1. Determine the time constant $\tau$ for this charging process.
- What equivalent circuit can be found for the mentioned states of the switches?
- What parameter do you need to determine $\tau$?
- The charging current is flown through which component?
The electrical components $R_1$, $R_2$ und $C$ are connected in series with a source $U$. The time constant $\tau$ is therefore: \begin{align*} \tau &= (R_1 + R_2) \cdot C \\ \tau &= 180 \Omega \cdot 40 nF \end{align*}
\begin{align*} \tau = 7,2 µs \end{align*}
2. How high is the voltage at the capacitor $C$ when $t=10 µs$?

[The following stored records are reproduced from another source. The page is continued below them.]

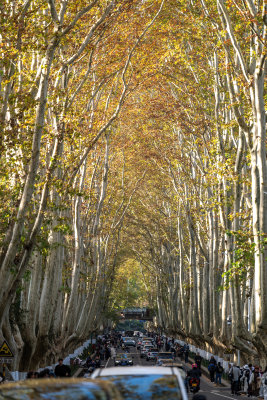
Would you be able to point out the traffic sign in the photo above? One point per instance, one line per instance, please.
(5, 351)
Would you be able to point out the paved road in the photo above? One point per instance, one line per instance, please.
(210, 390)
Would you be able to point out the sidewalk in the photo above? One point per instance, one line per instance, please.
(205, 372)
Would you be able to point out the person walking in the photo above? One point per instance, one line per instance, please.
(255, 381)
(235, 372)
(264, 383)
(218, 372)
(211, 368)
(198, 360)
(186, 353)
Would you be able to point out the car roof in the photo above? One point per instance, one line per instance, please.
(39, 386)
(135, 370)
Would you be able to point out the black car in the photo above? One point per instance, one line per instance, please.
(123, 359)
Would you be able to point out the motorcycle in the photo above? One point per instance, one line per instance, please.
(194, 385)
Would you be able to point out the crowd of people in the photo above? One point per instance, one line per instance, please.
(249, 380)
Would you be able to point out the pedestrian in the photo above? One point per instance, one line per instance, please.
(211, 368)
(255, 381)
(186, 354)
(198, 360)
(245, 379)
(62, 370)
(219, 372)
(113, 352)
(264, 383)
(235, 373)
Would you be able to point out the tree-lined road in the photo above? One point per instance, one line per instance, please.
(208, 389)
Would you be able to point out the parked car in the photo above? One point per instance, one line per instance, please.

\begin{align*} U_C(t) = U \cdot (1 - e^{-t/\tau}) \\ U_C(t) = 10 V \cdot (1 - e^{-10 µs/7,2 µs}) \end{align*}
\begin{align*} U_C(t) = 7,506 V -> 7,5 V \end{align*}
3. How high is the energy when the capacitor is fully charged?
\begin{align*} W_C &= \frac{1}{2}CU^2 \\ &= \frac{1}{2} \cdot 40nF \cdot (10V)^2 \end{align*}
\begin{align*} W_C = 2 µJ \end{align*}
4. Determine the new time constant when the capacitor is fully charged. The switch S1 will be opened whereas the switch S2 will be closed simultaneously.
The capacitor $C$ discharges by the series connected resistors $R_2$ und $R_3$. \begin{align*} \tau &= (R_2 + R_3) \cdot C \\ \tau &= 130 \Omega \cdot 40 nF \end{align*}
\begin{align*} \tau = 5,2 µs \end{align*}
5. When the capacitor is empty all switches will be opend. The switch S4 will be closed at $t = 1μs$.
How high is the voltage at the capacitor C?
- Through the current source there is a continuous flow of elctric charge into the capacitor.
- The resistors passed by the current on the way to the capacitor are irrelevant. They only increase the voltage of an ideal current source to guarantee the current.
The voltage $U_C$ is in general: $U_C = \frac{Q}{C}$. In this case the constant current I results in $Q = \int I dt = I \cdot t$ \begin{align*} U_C(t) &= \frac{Q}{C} \\ U_C(t) &= \frac{I \cdot t}{C} \\ U_C(1μs) &= \frac{4mA \cdot 1μs}{40nF} = \frac{4 \cdot 10^{-3}A \cdot 1\cdot 10^{-6}s}{40\cdot 10^{-9}F} \\ \end{align*}
\begin{align*} U_C(1μs) &= 1V \\ \end{align*}